Today, all eyes are on the US core PCE print for March, which is expected to decline to 2.6% from 2.8% printed a month earlier. The fear is to see a higher inflation print, of course, which would further batter the Fed cut expectations. But the ‘good’ news is, it looked like yesterday’s price action already embedded today’s core PCE print. Therefore, bad news are – at least – partially priced in.
Diving a bit deeper into yesterday’s GDP print: The slowdown was mainly caused by a lower inventory accumulation and a wider trade gap. But a gauge of underlying demand still came in above 3% for the third straight quarter. The latter explains why we see inflation persists as the headline GDP slows down. In conclusion, inflation which slowed last year thanks to fading post-pandemic boost is now fueled by still-robust demand. And that’s something the Fed could address … by keeping its policy tight. Swap traders now price in 35bp cut for the entire 2024, down from six rate cuts priced in at the start of the year.
AI Buzz Continues
Microsoft (NASDAQ:MSFT) and Google’s Alphabet (NASDAQ:GOOGL) both jumped in the afterhours trading after announcing sufficiently strong results that met and surpassed expectations. Microsoft gained more than 4% on better-than-expected sales and profit thanks to robust corporate demand for its cloud and AI offerings, while Google jumped 11% boosted by its own cloud business. Nasdaq futures are up by more than 1% this morning.
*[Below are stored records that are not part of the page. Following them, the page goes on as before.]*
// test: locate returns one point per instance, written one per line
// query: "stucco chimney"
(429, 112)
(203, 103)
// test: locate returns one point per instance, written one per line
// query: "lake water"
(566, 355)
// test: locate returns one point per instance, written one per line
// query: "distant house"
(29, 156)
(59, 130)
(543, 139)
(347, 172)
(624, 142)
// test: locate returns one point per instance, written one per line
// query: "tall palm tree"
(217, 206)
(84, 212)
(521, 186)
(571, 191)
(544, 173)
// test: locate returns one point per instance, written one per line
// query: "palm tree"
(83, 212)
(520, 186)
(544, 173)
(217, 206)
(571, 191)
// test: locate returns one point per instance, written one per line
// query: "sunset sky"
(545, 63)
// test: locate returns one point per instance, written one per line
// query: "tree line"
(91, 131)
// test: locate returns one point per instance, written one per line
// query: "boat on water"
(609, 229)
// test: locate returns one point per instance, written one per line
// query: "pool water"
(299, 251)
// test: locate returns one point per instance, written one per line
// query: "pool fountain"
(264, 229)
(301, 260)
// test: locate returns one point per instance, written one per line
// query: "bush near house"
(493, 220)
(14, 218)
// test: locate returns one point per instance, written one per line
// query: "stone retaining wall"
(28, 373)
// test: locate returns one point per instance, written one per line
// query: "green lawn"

The Yen Sell-off Continues
The US Dollar Index is slightly better bid this morning, as the USD/JPY shot above the 156 level after the Bank of Japan (BoJ) decided to leave its rates unchanged. The decision was expected, the BoJ even lifted its 2024 inflation forecast from 2.4% to 2.8%, but in vain. The absence of a clear hawkish message and the lack of intervention news strengthened appetite for a further rise to 160.
Elsewhere, the euro and sterling retreat this morning against the US dollar following this week’s rebound. US crude recovers past the $84pb level despite the US GDP disappointment and the further decline in Fed rate cut expectations. The geopolitical risks remain tilted to the upside as Israel is said to be preparing for an all-out war with Iran-backed Hezbollah.
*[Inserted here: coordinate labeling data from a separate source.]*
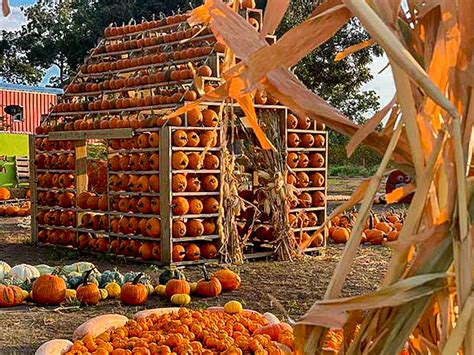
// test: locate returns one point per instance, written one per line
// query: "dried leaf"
(368, 128)
(274, 13)
(353, 49)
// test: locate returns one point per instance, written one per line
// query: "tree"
(60, 33)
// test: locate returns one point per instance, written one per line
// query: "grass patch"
(352, 171)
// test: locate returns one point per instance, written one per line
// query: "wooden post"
(165, 196)
(33, 187)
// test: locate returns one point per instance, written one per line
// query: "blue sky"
(382, 83)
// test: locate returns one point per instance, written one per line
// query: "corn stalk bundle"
(430, 49)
On the corporate front, Exxon (NYSE:XOM) and Chevron (NYSE:CVX) are expected to announce their Q1 results today. Despite rising crude oil prices, both companies are expected to report a decline in Q1 profits compared to the same period last year due to a global glut in natural gas supplies and narrower refining margins. If all goes well and crude prices continue to climb, the energy giants’ fortunes could reverse in the Q2. Exxon closed yesterday’s session above $121 per share, as Chevron climbed past $165 per barrel. While the reflation trade is expected to boost appetite for energy companies, the unwelcomed return of inflation may put the reflation trade on hold.